Starting next week, Penney will begin to do away with the deep discounts that are synonymous with its name, in favor of offering shoppers simpler, more predictable pricing.
Johnson said new pricing can work only if it comes with new product and new presentation. He recognized there was a risk of confusing shoppers used to Penney’s deep discounts.
“There will clearly be a learning period for the customer,” Johnson told Reuters in an interview.
Beginning in August, the retailer plans to carve each of its stores into about 100 sleek, neat sections featuring specific brands or product categories, Penney’s executives said on Wednesday. It will start adding two separate shops per month at each store.

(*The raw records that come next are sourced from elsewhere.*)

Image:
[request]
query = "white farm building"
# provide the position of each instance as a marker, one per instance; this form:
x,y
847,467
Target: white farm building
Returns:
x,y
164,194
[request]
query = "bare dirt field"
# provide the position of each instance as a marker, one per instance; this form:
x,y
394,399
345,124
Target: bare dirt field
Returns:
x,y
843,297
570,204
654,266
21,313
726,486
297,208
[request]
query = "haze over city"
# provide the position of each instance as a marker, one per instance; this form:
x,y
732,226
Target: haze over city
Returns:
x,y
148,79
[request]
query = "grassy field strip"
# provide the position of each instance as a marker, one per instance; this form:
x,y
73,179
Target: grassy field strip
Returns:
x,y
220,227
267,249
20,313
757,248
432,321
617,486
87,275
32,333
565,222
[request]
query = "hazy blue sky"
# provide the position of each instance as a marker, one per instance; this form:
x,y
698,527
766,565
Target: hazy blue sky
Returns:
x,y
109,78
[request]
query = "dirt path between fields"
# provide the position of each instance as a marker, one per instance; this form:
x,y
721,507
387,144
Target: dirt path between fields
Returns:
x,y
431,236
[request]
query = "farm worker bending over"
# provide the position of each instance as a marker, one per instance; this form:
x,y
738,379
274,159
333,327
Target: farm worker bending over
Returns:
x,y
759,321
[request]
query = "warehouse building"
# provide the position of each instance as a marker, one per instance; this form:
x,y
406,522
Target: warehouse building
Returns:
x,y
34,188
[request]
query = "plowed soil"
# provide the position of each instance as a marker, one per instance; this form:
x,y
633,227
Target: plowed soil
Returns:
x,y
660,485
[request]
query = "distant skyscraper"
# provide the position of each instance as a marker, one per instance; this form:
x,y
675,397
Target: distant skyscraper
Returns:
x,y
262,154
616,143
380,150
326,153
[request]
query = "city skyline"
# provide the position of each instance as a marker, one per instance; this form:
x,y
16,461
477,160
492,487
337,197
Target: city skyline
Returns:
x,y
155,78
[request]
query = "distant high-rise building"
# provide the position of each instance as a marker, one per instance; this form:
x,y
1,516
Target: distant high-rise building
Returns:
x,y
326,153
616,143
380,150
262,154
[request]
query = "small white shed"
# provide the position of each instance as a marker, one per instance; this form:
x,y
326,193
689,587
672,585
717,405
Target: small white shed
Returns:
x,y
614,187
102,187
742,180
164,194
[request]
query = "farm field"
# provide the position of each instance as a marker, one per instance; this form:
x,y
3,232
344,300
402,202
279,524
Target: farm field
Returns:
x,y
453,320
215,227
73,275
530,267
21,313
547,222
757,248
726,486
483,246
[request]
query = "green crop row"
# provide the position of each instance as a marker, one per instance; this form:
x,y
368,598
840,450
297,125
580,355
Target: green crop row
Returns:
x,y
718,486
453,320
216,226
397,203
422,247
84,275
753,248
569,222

Penney’s 1,100 U.S. stores will bring in brands including home goods icon Martha Stewart and fashion designer Nanette Lepore. More exclusives are coming. The retailer has already had success with its Sephora cosmetics boutiques, as well as its MNG by Mango fashion stores.
Penney President Michael Francis said the retailer would shed a few underperforming brands but did not elaborate. He also said brands including St. John’s Bay will get their own boutiques.
The new strategy comes as rivals are moving in the same direction. Macy’s is creating upscale boutiques at its flagship, while Target Corp (TGT.N), where Johnson was a merchant for 15 years before joining Apple, two weeks ago said it would host small shops in stores with trendy brands.
Penney will spend $80 million a month on an advertising campaign to inform shoppers of the changes. The campaign will be heavily focused on television and will feature comedian Ellen DeGeneres.
The retailer is also doing away with circulars in favor of a monthly booklet highlighting that month’s specials, printed on high-quality paper similar to a J. Crew catalog.
The 110-year-old department store chain plans to announce financial details of the overhaul, which will take until 2015 to complete, on Thursday.
Some 72 percent of Penney’s $17.8 billion revenue last year came from items discounted at least 50 percent. Johnson said Penney’s reliance on discounts may have gotten out of hand. “At some point, you seem desperate,” he said.
Discounts will remain at Penney, but in a different form.
Every first and third Friday of the month it will clear out some merchandise by putting blue tags on certain items. The old practice, by contrast, was to throw items into a discount bin with signs proclaiming “70 percent off.”
Johnson told a news conference on Wednesday that in the past 10 years, discounts have risen to 60 percent off on average from 38 percent, while the average amount of money that ends up in Penney’s cash registers has fallen.
“The customer knows the right price,” Johnson said. “To think you can fool a customer is kind of crazy.”
Wall Street is waiting to see if Johnson can replicate the success he enjoyed at Apple.
Goldman Sachs said it expects Thursday’s presentation to be “more sobering” than Wednesday’s news conference, as the company will likely give conservative financial guidance. The turnaround may already be priced in to Penney shares, which trade at a higher valuation than its peers, it added.
Paying close attention to the new strategy is Penney board member William Ackman, whose Pershing Square Capital Management is the department store’s biggest shareholder. Pershing Square holds 18.1 percent of Penney’s shares and, under a deal with the company, can own as much as 26.1 percent.
There were some early signs that customers liked the new pricing as it showed up in some test-market stores.
Tricia Lewis, 44, a fashion blogger from Queens, New York, was shopping at a Penney store in Manhattan on Wednesday and noticed a pair of “I heart Ronson” leggings for $10.
“That’s a really fair price on leggings. Now, I wouldn’t wait for it to go on sale,” Lewis said.
Some Wall Street analysts have called for Penney to close some of its stores, but Johnson dismissed that notion.
“If we’re going to be America’s favorite store, we need to work in small towns, big cities and suburbs,” he said.